Sakaguchi: Well, in addition to everything, the director, Shimomura Yûji, was like a “demon.” (Laughs). There’s a lot of action in this film, and so I became really exhausted. But “yeah, yeah, get up, get up” was all he’d say… he wouldn’t let me have any tea, and I got practically no rest.
Suga: Well, I really wasn’t thinking about it like “this is an action film.” I was just filming a movie. So, I was absorbed in the drama of it.
When this film was only halfway through production, there were already plans to show it overseas. Were you aware that you were “making Japan-specific action”?
Sakaguchi: There was that sense, yes, but there was no pressure. So, I put in a lot of my own flavor with a feeling of speed. Overseas, I’ve been given the nickname “Speed Master,” but when it comes to women I’m called a “slow-starter.” (Laughs).
Suga: Nobody calls you that! (Laughs). Well, in this film whether Sakaguchi’s a “speed master” or a “slow-starter” is a conclusion I’ll leave to you, okay?
Mr.

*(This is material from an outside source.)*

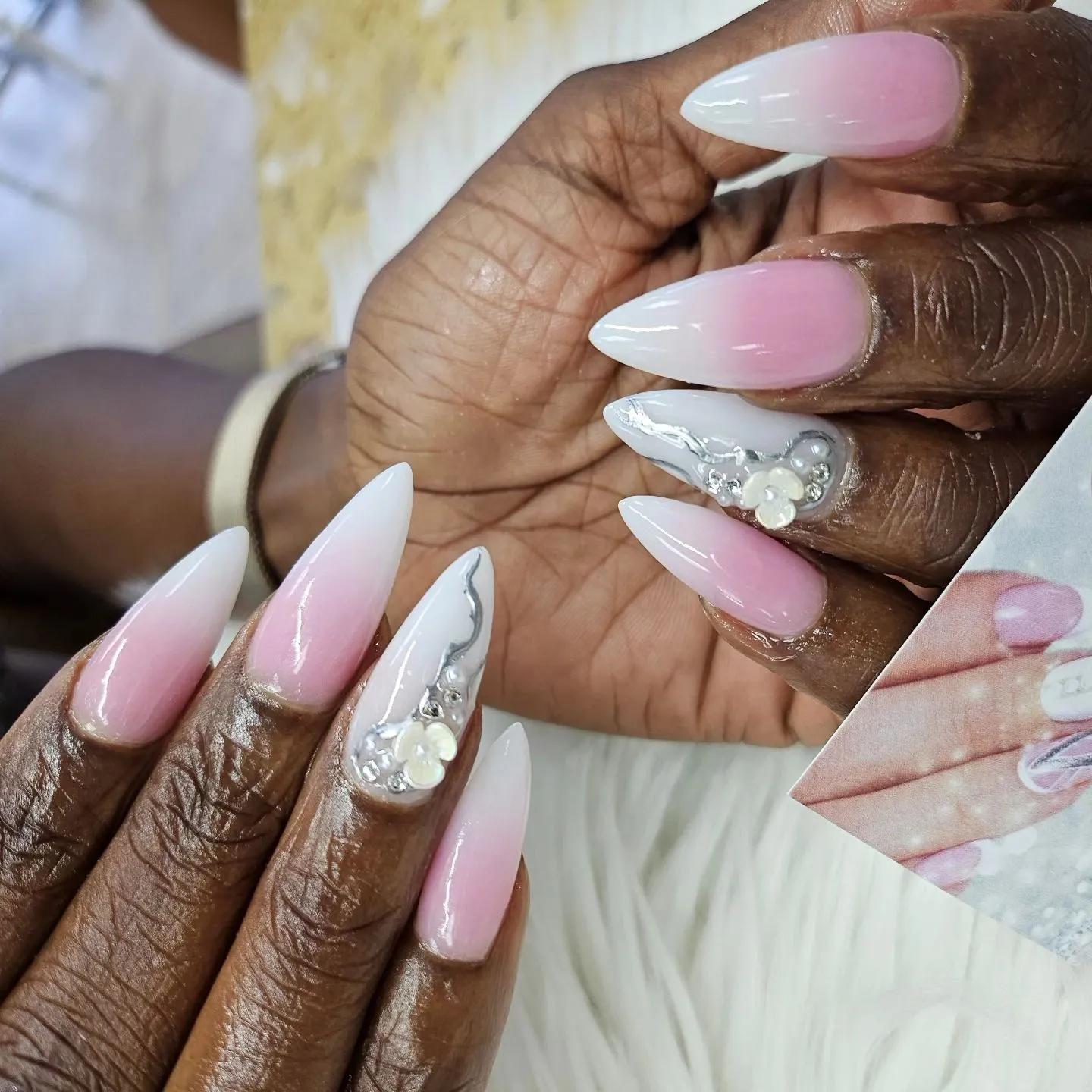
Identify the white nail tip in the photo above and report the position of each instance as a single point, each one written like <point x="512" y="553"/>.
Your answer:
<point x="779" y="466"/>
<point x="1066" y="694"/>
<point x="419" y="698"/>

Suga, from your perspective what is “Sakaguchi Taku, actor” like?
Suga: It’s something like, “I’m seeing this actor for the very first time,” you know? During the take, Sakaguchi seems like he’s looking in the camera lens right away. And when you ask yourself, “Why is he looking at the camera?” you realize, “ah, he’s grabbing the audience’s attention!” No matter how far away he is from the camera, you shift your attention to him right away.
Sakaguchi: When I was making independent films with Yamaguchi Yûdai (of Battlefield Baseball), on the first production we undertook, I was told, “Look at the camera and wink.” That habit’s unintentional now. That is to say, I probably look at the camera whenever I’m performing in a film!

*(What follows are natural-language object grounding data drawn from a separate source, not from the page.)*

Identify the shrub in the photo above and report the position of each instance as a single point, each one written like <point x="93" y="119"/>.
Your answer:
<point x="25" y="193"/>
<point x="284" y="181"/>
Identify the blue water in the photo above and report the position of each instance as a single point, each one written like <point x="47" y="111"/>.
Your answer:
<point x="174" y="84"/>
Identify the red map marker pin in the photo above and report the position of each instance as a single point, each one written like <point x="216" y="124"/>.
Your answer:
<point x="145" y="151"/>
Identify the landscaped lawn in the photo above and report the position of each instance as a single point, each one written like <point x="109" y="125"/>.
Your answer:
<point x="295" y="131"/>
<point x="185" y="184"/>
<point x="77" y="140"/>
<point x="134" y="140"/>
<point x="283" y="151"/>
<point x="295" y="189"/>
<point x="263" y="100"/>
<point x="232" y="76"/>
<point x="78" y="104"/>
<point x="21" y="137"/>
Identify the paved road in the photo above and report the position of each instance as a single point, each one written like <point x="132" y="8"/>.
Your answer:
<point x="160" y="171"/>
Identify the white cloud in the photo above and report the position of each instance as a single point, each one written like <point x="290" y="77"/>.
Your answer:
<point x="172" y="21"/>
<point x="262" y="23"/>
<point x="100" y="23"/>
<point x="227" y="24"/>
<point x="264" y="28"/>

In Death Trance there are parts like that included, but personally I think it’s a film that will be well received in Kansai. Action and humor are both fairly strongly represented.
Sakaguchi: Well, that’s because, of course, we were aware of the new comedy. (Laughs). It’s funny when you aren’t sure what happened, but there are also prescribed scenes as well. There’s scenes where we’re doing action while running, and there’s a point where the protagonist gets hit in the head by an enemy character—and it obstinately makes a hollow sound. That kind of action is probably good (for Kansai fans).
Suga: Yes, that’s true. It really suits the Kansai fans. There are things that are easy to understand, but it’s also fully loaded with deep moments. And also, Kentaro Seagal, who’s well known in Kansai, appears in the film.
Sakaguchi: Kentaro has a really wonderful voice.
Suga: Boy, it puts me right to sleep!
Sakaguchi: I was seriously in awe of how good his performance was. By all means, please enjoy his scenes!